ABSTRACT

To study individual exposures with any degree of accuracy it is usually necessary to attempt studies based on workforces rather than communities, with all the problems that this entails. There are some jobs where workers are expected to stay for a lifetime, and which are closely associated with the communities in which they live. Mining, cotton spinning and farming are good examples. In these situations the biases are not quite so big. Nevertheless biases are still considerable. Those starting work of any kind are in general more healthy than the general population (the healthy worker effect). There is evidence that workers starting exposure to particularly dusty environments have even higher lung function than the general working population. This is illustrated in Figure 5.1 from the French PAARC study,3 originally set up to investigate the effects of air pollution. Households whose head was not a manual worker were sampled, the difference between the FEV1 of workers exposed to dust or fume was compared with age-matched workers without such exposure. The FEV1 was higher in the younger exposed workers and lower in the older exposed workers. If this population was studied cross-sectionally, a population under 40 years old would have higher levels of FEV1 if exposed, those about 40 would have no effect, and those over 50 would show an effect of exposure.
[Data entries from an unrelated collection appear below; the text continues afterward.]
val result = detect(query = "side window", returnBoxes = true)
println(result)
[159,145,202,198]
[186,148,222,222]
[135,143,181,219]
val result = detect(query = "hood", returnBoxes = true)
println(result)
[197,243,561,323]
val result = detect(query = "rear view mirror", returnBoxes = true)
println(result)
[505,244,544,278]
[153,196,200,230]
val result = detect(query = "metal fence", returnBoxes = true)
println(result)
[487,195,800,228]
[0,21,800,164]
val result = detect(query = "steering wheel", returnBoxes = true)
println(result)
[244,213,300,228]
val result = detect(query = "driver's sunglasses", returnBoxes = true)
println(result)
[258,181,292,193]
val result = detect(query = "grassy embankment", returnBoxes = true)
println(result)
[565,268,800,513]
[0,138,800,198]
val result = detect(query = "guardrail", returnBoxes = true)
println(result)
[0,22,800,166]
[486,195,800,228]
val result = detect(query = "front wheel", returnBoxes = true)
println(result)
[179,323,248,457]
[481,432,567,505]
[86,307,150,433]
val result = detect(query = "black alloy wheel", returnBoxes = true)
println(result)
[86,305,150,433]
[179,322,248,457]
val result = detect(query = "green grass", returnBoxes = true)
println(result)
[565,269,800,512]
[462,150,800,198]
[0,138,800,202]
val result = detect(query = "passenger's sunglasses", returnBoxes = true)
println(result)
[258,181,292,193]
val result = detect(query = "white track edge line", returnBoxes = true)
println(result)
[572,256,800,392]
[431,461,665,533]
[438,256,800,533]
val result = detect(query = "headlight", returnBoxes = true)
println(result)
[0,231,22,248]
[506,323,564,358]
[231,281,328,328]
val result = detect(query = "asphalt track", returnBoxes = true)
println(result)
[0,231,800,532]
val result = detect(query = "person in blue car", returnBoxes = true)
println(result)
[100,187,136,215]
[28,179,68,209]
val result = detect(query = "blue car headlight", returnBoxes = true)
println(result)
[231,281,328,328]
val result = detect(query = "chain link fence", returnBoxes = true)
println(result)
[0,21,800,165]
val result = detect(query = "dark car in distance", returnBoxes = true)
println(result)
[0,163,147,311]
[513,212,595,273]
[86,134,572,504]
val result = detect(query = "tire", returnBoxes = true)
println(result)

Longitudinal studies need to include all those starting the study in the follow-up measurements. Studies of specific workforces in particular have

a major problem in following up workers who have left employment. There is a preferential loss from the workforce of those who show the greatest effect of FEV1 decline. Longitudinal studies tend to underestimate any effect, and cross-sectional studies may show a diminishing effect of higher exposures. This is illustrated in a study of silicaexposed gold miners10 where the prevalence of bronchitis is related to cumulative silica exposure. There was increasing bronchitis with increasing exposures up to 30 000 particle years, then a decrease, probably due to loss of the most affected from the cohort (Figure 5.2). Similar results were obtained in longitudinal studies of British and US coal miners, where those with the highest cumulative coal dust exposure had the lowest rates of longitudinal decline in FEV1.